British broadcast journalist and presenter

Dani Sinha (/ˈsɪnhɑː/) is a British broadcast journalist and presenter, best known for her work on BBC World News and South Today. Since 2015 she has worked as a presenter reporter for 5 News on Channel 5.

Sinha studied French and Latin at the University of Bristol before taking a postgraduate diploma in broadcast journalism at City University London.

==Broadcasting career==
Sinha worked as a producer at BBC Radio Berkshire before presenting herself. In 2006, Sinha began presenting on BBC South Today. and has covered several major stories for both South Today and BBC News.

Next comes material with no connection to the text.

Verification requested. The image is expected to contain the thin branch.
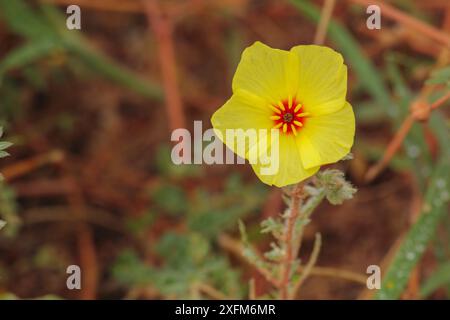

Sinha briefly joined BBC London in 2008 as a BBC London News presenter, before returning to South Today as a regular presenter, as well as doing occasional presenting for BBC London News, the BBC News Channel and BBC World News. In 2015 she moved to ITN to work as a presenter and reporter for 5 News.

==Personal life==
Sinha was born in Liverpool, North West England to an Indian father and an Irish mother. She has spent most of her adult life in the South of England. Her father was a GP and her mother was a teacher for the deaf. Sinha has worked as a patron for the Hampshire-based Open Sight charity for those with blindness and impaired sight.